The advanced level of situational awareness provided by wide-angle surveillance cameras enables management to pinpoint instances in which policies are breached and to identify areas that can be improved. Additionally, when it comes to liability, recorded video allows for easy verification of the cause of an incident.
Protecting critical infrastructure and hazardous environments is of paramount importance to the health and well-being of society. Video surveillance systems are vital to ensuring safety and security in these areas, so it is essential for organizations to make sure their systems meet or exceed quality standards and regulatory requirements.
Certifications for Hazardous Environment Protection
When customers with facilities in hazardous environments seek out products, there are multiple certifications available to ensure the utmost in protection for video surveillance equipment. These include:
- IECEx: The International Electrotechnical Commission (IEC) has identified the IECEx voluntary certification scheme as its system to facilitate the acceptance of equipment for use in explosive environments in many countries around the world.
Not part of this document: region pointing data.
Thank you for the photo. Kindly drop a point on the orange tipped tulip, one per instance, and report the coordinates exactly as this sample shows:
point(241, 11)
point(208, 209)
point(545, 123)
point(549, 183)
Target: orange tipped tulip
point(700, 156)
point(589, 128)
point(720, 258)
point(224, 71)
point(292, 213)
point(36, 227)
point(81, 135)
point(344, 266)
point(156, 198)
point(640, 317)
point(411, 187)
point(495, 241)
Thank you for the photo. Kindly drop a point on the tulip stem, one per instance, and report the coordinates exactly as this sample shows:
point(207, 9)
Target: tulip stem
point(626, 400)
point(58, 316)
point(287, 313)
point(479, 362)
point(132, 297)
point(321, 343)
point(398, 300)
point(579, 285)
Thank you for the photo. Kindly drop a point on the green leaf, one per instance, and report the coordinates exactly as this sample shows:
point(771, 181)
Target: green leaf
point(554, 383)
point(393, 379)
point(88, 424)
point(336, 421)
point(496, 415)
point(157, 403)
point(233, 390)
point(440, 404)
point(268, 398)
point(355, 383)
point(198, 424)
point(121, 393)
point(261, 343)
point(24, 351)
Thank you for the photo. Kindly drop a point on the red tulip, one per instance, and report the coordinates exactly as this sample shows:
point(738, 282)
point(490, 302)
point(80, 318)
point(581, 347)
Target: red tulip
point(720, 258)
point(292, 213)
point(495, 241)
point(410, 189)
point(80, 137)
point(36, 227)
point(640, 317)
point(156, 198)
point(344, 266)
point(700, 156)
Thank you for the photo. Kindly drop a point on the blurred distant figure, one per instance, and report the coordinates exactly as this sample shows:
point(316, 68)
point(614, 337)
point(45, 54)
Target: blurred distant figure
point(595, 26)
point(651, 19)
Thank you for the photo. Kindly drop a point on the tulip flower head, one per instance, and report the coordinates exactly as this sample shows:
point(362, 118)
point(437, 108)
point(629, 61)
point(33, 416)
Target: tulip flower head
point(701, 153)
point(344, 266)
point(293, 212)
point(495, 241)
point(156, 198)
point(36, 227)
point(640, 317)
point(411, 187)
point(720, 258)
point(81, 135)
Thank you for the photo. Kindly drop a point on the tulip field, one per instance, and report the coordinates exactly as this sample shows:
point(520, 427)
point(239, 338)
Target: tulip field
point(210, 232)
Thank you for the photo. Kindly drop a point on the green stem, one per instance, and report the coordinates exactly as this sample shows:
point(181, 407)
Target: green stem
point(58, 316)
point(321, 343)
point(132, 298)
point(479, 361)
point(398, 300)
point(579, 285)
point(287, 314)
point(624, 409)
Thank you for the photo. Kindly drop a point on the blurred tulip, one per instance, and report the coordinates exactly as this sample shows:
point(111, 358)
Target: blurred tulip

The system is based on zones that define the probability of ignitable hazardous material being present in the atmosphere, such as gas and dust.
- ATEX: National deviations of the IECEx standard are used throughout the world, with ATEX a requirement in the European Union. The ATEX certification describes what equipment and work is allowed in an area with an explosive atmosphere, and its qualifications are similar to those of the IECEx certification. The ATEX mark certifies a camera for use in non-mining, explosion-prone environments, with an ambient temperature between -20°C and +55°C.
- NSF Certification: NSF International Standard 169 – Special Purpose Food Equipment and Devices serves as the benchmark by which all commercial foodservice equipment products are measured. Certification signifies to customers, specifiers and health departments that the products have been reviewed and certified by an independent third-party organization to the industry’s leading standards and that they meet all applicable North American regulatory sanitation requirements.
- NEMA: The National Electrical Manufacturers Association (NEMA) develops product standards for the North American market equivalent to the ingress protection (IP) ratings for various grades of electrical enclosures typically used in industrial applications. Each is rated to protect against personnel access to hazardous parts, and additional type-dependent designated environmental conditions.
- IP69K and IP68: The IP rating system is an internationally recognized scale that relates to proven protection against environmental factors such as liquids and solids. IP69K is the highest IP protection rating available against water and dust ingress and is widely used to test products that need to withstand sanitary washdowns. IP68 certifies protection against submersion in water.
- IK10 and IK10+: The impact protection (IK) rating signifies the degree of protection provided by an enclosure against external mechanical impacts. In other words, this rating determines the camera’s level of impact and vandalism protection.